Comment expliques-tu que Guns N' Roses soit devenu un tel phénomène populaire ?
J'ai énormément de mal à accepter le fait que nous en sommes là, car c'est une responsabilité très difficile à assumer que d'être dans notre position. Il m'arrive d'entrevoir des failles dans lesquelles nous pourrions tomber et qui nous détruiraient. Nous avons tout juste réussi à survivre des changements de personnel, et avons toujours eu des problèmes. Nous pourrions nous planter dans notre optique musicale ou prendre de mauvaises décisions professionnelles. Donc si je prends tout cela en considération, j'ai du mal à considérer le groupe comme un phénomène. De plus, si je ne devais penser qu'à ça, je laisserais de côté ce qui semble le plus important : l'intégrité du groupe, ce qu'il représente et ce qu'il cherche à véhiculer. Bien entendu, notre succès est énorme, mais cela rend d'autant plus difficiles nos efforts pour nous concentrer sur notre musique et être un groupe plausible.

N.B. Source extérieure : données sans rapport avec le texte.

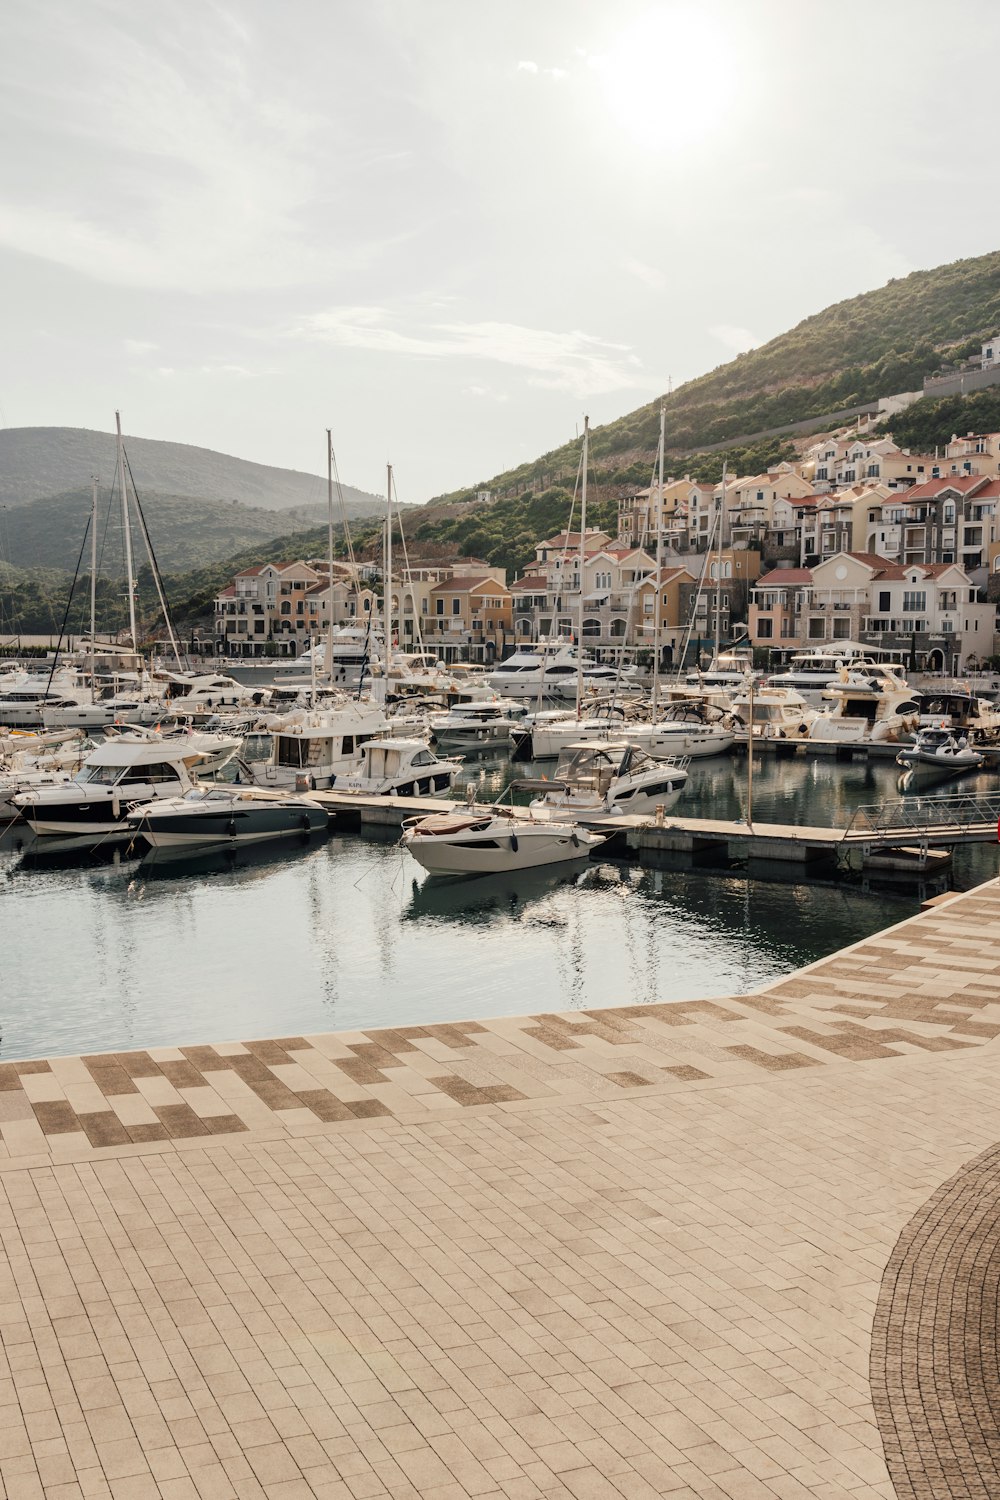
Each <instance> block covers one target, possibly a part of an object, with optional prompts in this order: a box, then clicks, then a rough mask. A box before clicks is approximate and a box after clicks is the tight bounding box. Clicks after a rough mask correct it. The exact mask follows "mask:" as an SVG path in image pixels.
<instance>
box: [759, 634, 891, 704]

Tu es un fan de rock, particulièrement de Led Zeppelin et Aerosmith. Comment situes-tu le Guns N' Roses de 1993 et sa musique par apport aux grandes époques respectives d'Aerosmith, de Led Zeppelin et des Rolling Stones ?
La seule chose que je puisse dire au sujet de Guns, c'est que nous sommes encore en vie ; nous sommes des survivants. N'exagérons rien, car nous n'avons sorti q'un album studio, un mini E.P. acoustique. Nous n'avons enregistré que deux véritables 33 tours, et c'est cela qui me fait penser que nous ne pouvons pas encore nous permettre d'affirmer que nous sommes un groupe marquant. Je veux enregistrer un nouveau disque, qu'il soit une réussite et, ainsi, Guns N' Roses ne sera plus considéré comme un groupe de chanceux. A l'avenir, quand le groupe ne sera plus en activité, j'aimerais bien être là pour savoir ce que l'on en pensait. Actuellement, je ne travaille pas pour que Guns N' Roses soit un groupe "historique", mais j'aimerais croire que, dans les années 90, au moins nous avons eu notre importance.


Interview publiée en 1993 dans le magazine "Hard Force".